I’d swear she’d be frowning if she could. The Botox prevents it.
A creak drags my eyes back to the second floor.
“He’s not up there, honey. It’s just creaky, like always. Old things are. I’m telling you, these knees are starting to act the same way.” She stands, and they prove her point with a click. “Your loser boyfriend almost ran me off the road. He’s probably halfway home to Mommy by now.”
Annabelle never really clicked with Shane. She saw him a few times in our teens and told me she wasn’t feeling him and didn’t believe I was, either.
“Are you here to see me?”
“Yeah. I only just heard you were back. And who else would I be here to see?”
It’s almost like she is waiting for an answer, but my mind isn’t on her question as my eyes dart around the room.
“Dollie, what the fuck happened?”
Annabelle is the only person other than Ambrose ever to call me Dollie, and it’s only because she picked up the nickname from him in childhood.
She’d been one of the two friends who tried to interact with us after we returned home.
I sigh, my attention snapping back to her. “I should call Shane to see if he’s okay.” I leave my perch, heading for my phone, still in my coat pocket at the door.
Even though my mind is numb to the crunching beneath my feet, every step brings a tear to my eye. By the time I reach my coat, dozens are dripping off my chin, and it isn’t because of the blood seeping through my socks.
Her hand wraps around my wrist. “Don’t you dare. I mean, if he did this and that…” She points to my neck, “Then he isn’t worth your time. Don’t be calling him to check ifhe’s okay.Is he calling you to see how you are? No, he did all this and ran away. Call the police.”
“He hasn’t called,” I confirm as I eye my lock screen.
He left me here with a clown—with Ambrose, who wants me dead—and didn’t even care enough to check on me.
Unless…I freeze. Unless there was no clown.
No Ambrose.
The realization hits. And it hits hard.
It could have been just another vandal.
A vandal, I saw as someone else to bring myself a little comfort.
But why would the idea of him—my brother—still do that for me? The death threat lingers in my mind, asking that same question.
I wish I had a reason for thinking that way about Ambrose. A flutter of warmth spreads inside me as I think of him again, and I see it as a weakness.
I pictured a vandal turned hero as my fucking stepbrother because I wanted it to be him. I wanted the hero I always had when I needed one most.
But he isn’t that person.
He’s a monster, who will hurt me if given the chance. And I need to remember that.
God, I really am broken.
“Shit,” I mumble to myself, running my hands down my face. “I can’t call the police.”

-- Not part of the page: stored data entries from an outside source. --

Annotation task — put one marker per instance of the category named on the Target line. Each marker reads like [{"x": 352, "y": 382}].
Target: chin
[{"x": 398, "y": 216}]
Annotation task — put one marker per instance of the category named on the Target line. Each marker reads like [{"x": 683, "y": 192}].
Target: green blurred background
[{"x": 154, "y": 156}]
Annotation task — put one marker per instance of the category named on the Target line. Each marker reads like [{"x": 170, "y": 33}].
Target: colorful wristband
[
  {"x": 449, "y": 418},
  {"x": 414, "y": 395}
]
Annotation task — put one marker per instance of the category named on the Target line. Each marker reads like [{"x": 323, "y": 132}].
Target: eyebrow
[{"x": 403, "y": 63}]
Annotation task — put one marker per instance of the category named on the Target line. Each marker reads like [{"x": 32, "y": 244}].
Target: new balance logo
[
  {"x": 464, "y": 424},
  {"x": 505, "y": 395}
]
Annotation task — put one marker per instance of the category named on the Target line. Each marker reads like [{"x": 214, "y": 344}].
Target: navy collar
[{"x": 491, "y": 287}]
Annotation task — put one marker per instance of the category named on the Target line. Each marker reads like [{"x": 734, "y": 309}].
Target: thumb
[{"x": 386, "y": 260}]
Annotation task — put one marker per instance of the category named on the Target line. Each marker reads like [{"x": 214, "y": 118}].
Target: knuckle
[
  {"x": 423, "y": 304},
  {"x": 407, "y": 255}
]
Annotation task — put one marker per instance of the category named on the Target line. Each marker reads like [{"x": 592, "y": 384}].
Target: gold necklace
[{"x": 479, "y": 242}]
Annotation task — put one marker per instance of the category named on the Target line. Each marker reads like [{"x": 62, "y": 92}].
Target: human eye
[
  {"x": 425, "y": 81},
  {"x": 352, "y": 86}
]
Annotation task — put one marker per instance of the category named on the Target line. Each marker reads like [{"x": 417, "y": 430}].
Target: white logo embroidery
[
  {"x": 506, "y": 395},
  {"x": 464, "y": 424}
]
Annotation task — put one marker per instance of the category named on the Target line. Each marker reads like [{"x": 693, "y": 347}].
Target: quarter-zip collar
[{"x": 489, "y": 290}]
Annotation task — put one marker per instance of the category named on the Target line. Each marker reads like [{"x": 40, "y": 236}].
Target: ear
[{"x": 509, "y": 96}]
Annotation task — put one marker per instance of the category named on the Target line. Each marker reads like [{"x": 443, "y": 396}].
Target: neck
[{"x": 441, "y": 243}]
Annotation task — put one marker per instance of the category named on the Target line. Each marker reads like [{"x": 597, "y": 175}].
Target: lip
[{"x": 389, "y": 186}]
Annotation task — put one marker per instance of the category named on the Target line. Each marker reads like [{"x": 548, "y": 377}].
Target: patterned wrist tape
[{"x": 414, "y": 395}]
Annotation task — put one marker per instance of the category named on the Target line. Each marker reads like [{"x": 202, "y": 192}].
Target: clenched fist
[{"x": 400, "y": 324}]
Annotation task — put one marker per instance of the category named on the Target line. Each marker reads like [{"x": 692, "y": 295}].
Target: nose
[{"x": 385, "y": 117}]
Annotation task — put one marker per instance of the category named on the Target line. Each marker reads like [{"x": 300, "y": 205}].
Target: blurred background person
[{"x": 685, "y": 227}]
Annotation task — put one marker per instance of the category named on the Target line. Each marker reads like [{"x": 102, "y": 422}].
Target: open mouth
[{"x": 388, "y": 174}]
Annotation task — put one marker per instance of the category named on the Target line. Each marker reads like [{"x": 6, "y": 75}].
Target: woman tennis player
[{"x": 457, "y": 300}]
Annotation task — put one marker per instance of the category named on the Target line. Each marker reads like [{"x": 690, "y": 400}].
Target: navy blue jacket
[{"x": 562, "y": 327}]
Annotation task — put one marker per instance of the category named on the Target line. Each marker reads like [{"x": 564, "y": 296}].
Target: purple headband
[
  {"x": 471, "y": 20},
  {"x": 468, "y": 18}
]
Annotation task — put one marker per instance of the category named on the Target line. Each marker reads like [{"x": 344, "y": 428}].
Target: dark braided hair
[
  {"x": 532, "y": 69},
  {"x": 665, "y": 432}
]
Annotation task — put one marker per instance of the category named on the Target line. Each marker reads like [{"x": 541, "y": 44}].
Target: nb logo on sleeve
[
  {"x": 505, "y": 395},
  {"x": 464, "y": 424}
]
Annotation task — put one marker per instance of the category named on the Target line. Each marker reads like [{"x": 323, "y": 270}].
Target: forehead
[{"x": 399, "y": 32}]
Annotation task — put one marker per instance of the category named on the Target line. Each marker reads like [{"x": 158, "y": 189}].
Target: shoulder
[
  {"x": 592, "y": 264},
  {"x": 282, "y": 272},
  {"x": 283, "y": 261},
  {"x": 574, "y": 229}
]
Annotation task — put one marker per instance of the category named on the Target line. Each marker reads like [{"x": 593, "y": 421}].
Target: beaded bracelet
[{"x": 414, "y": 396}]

“Why not? Don’t let that bastard get away with shit like this. You’re physically hurt, Dollie, and that entire fucking room is smashed up. What started this? How did you get him to stop?”
Annabelle’s fingers snap in front of my eyes, pulling my attention from the second floor when I don’t give her an answer.
“Someone else was in this house. And I thought—no, at the time, I was sure it was—” I stop, no longer sure of anything.